From: Chris Wilson <chris.p.wilson@intel.com>

Invalidate TLB in patch, in order to reduce performance regressions.

Currently, every caller performs a full barrier around a TLB
invalidation, ignoring all other invalidations that may have already
removed their PTEs from the cache. As this is a synchronous operation
and can be quite slow, we cause multiple threads to contend on the TLB
invalidate mutex blocking userspace.

We only need to invalidate the TLB once after replacing our PTE to
ensure that there is no possible continued access to the physical
address before releasing our pages. By tracking a seqno for each full
TLB invalidate we can quickly determine if one has been performed since
rewriting the PTE, and only if necessary trigger one for ourselves.

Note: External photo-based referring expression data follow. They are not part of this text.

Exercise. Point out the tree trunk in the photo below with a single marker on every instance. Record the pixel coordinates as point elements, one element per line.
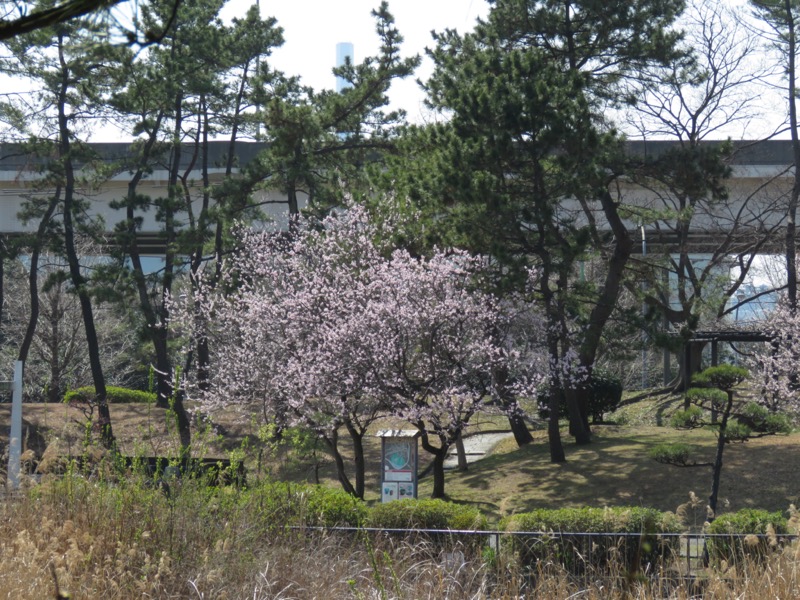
<point>578,423</point>
<point>461,453</point>
<point>332,441</point>
<point>717,468</point>
<point>791,216</point>
<point>438,472</point>
<point>358,455</point>
<point>553,432</point>
<point>33,276</point>
<point>78,280</point>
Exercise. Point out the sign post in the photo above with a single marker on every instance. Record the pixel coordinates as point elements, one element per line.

That helps to reduce the performance regression introduced by TLB
invalidate logic.

[mchehab: rebased to not require moving the code to a separate file]

Cc: stable@vger.kernel.org
Fixes: 7938d61591d3 ("drm/i915: Flush TLBs before releasing backing store")
Suggested-by: Tvrtko Ursulin <tvrtko.ursulin@intel.com>
Signed-off-by: Chris Wilson <chris.p.wilson@intel.com>
Cc: Fei Yang <fei.yang@intel.com>
Signed-off-by: Mauro Carvalho Chehab <mchehab@kernel.org>
---

See [PATCH 00/21] at: https://lore.kernel.org/all/cover.1657703926.git.mchehab@kernel.org/

 .../gpu/drm/i915/gem/i915_gem_object_types.h  |  3 +-
 drivers/gpu/drm/i915/gem/i915_gem_pages.c     | 21 +++++---
 drivers/gpu/drm/i915/gt/intel_gt.c            | 53 ++++++++++++++-----
 drivers/gpu/drm/i915/gt/intel_gt.h            | 12 ++++-
 drivers/gpu/drm/i915/gt/intel_gt_types.h      | 18 ++++++-
 drivers/gpu/drm/i915/gt/intel_ppgtt.c         |  8 ++-
 drivers/gpu/drm/i915/i915_vma.c               | 34 +++++++++---
 drivers/gpu/drm/i915/i915_vma.h               |  1 +
 drivers/gpu/drm/i915/i915_vma_resource.c      |  5 +-
 drivers/gpu/drm/i915/i915_vma_resource.h      |  6 ++-
 10 files changed, 125 insertions(+), 36 deletions(-)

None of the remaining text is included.